Accounts Payable Audit Program

The accounts payable department of your company and a home workshop may not, at first glance, have many things in common. But a piece of advice often employed in the latter—i.e., “Measure twice, cut once”—can be just as useful in the former, with a few modifications.
Accounts payable is one of the most important components in the financial machinery of a business, and the concept of measuring twice isn’t so much about double-checking one’s work before a payment’s made as it is verifying that payment was made, recorded, and reconciled properly. The second “measurement,” as it were, comes after the check is, er, cut.
No matter the size of your organization or your industry, establishing a thorough and effective accounts payable audit program can help minimize risk and maximize compliance while trimming fraudulent activity and ensuring your general ledger is accurate.

Why Establish an Accounts Payable Audit Program?

Without effective internal controls and auditing standards for every stage of the procure-to-payment process, your company is exposed to excessive risk. What kind of risk? For payables, it’s the risk of fraudulent behavior—both inadvertent and intentional—as well as the regrettable ease with which a company’s bottom line can be boosted by overlooked and unrecorded period-end or year-end payables.
Auditing procedures are designed to minimize the occurrence of these problems, and quickly illuminate common, and potentially costly, errors in your year-end financial statements, such as:

  • Understated accounts payable amounts (intentional or inadvertent)
  • Payments made to the wrong suppliers
  • Duplicate payments made on vendor invoices

Naturally, this task is greatly simplified if your company has already integrated procurement software with strong support for accounts payable management and reporting.

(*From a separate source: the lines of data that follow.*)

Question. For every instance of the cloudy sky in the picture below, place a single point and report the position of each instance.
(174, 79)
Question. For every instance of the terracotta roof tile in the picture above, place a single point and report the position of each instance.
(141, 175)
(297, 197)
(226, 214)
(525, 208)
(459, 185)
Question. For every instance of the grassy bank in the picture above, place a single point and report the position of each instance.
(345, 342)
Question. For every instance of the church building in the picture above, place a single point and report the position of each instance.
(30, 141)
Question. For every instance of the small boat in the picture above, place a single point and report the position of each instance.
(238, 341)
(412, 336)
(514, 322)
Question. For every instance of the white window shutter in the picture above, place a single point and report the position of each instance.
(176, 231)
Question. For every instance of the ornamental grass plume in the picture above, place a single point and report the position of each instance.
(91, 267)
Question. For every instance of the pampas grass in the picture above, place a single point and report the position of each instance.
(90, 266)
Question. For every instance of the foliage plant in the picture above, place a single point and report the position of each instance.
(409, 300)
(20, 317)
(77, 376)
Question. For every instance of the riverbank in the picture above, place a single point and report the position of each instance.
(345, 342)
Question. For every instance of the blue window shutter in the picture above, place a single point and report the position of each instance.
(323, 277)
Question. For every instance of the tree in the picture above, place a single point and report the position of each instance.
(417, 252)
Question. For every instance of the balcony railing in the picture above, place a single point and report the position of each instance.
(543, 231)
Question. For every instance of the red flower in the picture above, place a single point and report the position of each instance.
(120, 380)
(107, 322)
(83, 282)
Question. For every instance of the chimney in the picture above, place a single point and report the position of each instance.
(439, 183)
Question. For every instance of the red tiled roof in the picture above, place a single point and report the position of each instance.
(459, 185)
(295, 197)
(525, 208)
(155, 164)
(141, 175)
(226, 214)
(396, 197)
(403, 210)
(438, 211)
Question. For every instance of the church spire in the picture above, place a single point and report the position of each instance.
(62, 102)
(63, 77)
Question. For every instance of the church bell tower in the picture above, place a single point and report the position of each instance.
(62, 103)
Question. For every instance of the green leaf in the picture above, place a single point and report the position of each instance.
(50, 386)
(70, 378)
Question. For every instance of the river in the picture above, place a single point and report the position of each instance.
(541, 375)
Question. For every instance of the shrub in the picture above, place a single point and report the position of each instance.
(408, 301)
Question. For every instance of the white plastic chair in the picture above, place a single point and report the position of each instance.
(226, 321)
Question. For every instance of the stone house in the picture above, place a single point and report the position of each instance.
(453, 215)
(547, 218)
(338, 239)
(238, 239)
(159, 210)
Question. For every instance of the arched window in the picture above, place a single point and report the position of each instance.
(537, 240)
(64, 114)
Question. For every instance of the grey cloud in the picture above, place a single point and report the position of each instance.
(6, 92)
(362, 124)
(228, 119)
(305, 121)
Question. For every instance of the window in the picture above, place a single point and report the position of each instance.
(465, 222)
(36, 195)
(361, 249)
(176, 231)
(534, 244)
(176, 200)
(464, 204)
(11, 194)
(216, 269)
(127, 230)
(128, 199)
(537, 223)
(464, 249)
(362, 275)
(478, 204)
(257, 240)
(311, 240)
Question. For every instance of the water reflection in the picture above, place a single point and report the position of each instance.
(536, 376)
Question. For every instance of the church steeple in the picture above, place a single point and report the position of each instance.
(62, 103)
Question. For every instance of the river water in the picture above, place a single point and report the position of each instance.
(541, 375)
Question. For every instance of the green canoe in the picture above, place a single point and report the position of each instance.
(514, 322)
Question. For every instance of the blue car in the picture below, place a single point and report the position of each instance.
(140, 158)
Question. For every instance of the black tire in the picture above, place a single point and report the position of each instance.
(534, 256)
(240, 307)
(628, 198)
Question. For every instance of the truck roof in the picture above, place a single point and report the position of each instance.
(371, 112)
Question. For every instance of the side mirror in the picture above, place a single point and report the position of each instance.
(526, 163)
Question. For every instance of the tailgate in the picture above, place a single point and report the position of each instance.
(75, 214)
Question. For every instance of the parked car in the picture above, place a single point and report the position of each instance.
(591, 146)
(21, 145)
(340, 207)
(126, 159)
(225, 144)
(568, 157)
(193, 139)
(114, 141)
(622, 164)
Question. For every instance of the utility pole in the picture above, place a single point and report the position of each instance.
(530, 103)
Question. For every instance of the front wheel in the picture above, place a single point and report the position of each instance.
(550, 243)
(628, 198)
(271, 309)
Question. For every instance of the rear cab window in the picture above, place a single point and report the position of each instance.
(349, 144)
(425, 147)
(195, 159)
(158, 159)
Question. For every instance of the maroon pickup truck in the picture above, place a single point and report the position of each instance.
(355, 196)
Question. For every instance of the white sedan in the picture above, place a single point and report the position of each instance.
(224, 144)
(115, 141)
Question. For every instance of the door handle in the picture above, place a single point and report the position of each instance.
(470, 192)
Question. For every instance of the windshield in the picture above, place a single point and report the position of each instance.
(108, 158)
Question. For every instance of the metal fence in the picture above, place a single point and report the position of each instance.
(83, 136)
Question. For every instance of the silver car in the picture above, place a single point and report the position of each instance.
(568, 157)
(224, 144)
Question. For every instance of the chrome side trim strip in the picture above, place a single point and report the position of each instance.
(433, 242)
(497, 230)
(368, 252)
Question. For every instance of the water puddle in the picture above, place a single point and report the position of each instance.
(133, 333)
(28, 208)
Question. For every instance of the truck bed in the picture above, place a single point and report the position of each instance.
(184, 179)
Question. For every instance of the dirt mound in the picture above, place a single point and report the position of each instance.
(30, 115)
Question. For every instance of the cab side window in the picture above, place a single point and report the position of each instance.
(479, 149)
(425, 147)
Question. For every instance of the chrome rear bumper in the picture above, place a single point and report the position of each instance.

While it might seem daunting, creating your own internal audit program for accounts payable is a fairly straightforward endeavor. The audit procedure itself can take the form of a word processing document, formatted in sequential steps.

Sample AP Audit Program

While it might seem daunting, creating your own internal audit program for accounts payable is a fairly straightforward endeavor. The audit procedure itself can take the form of a word processing document, formatted in sequential steps.

The Basics

The header of the first page of the document should include the title, the names of the members of the audit committee or team along with their respective roles, and any internal coding required to link the audit into your procurement software or ERP package.
Establishing not only the audit work to be done, but the individuals who will be doing it, strengthens the audit trail in general and makes it easier to break down roles and responsibilities in the working areas of the document.
An example header might look like this:

Period: XXXX
Balance Sheet Date: XX/XX/XXXX


Accounts Payable Audit Program


Audit Committee:

T. Smith (Role)

J. Brown (Role)

S. Templeton (Role)

C. Rodriguez (Role)



Audit Procedures

This section of the AP audit report outlines the practices to be followed while conducting the audit. It may be as detailed as your individual organization requires, but in general will look something like this:


●     The audit committee will refer to existing internal audit planning documentation to inform their actions and ensure they have a complete understanding of COMPANY NAME’S financial reporting system and the evaluation methodology to be applied to accounts payable.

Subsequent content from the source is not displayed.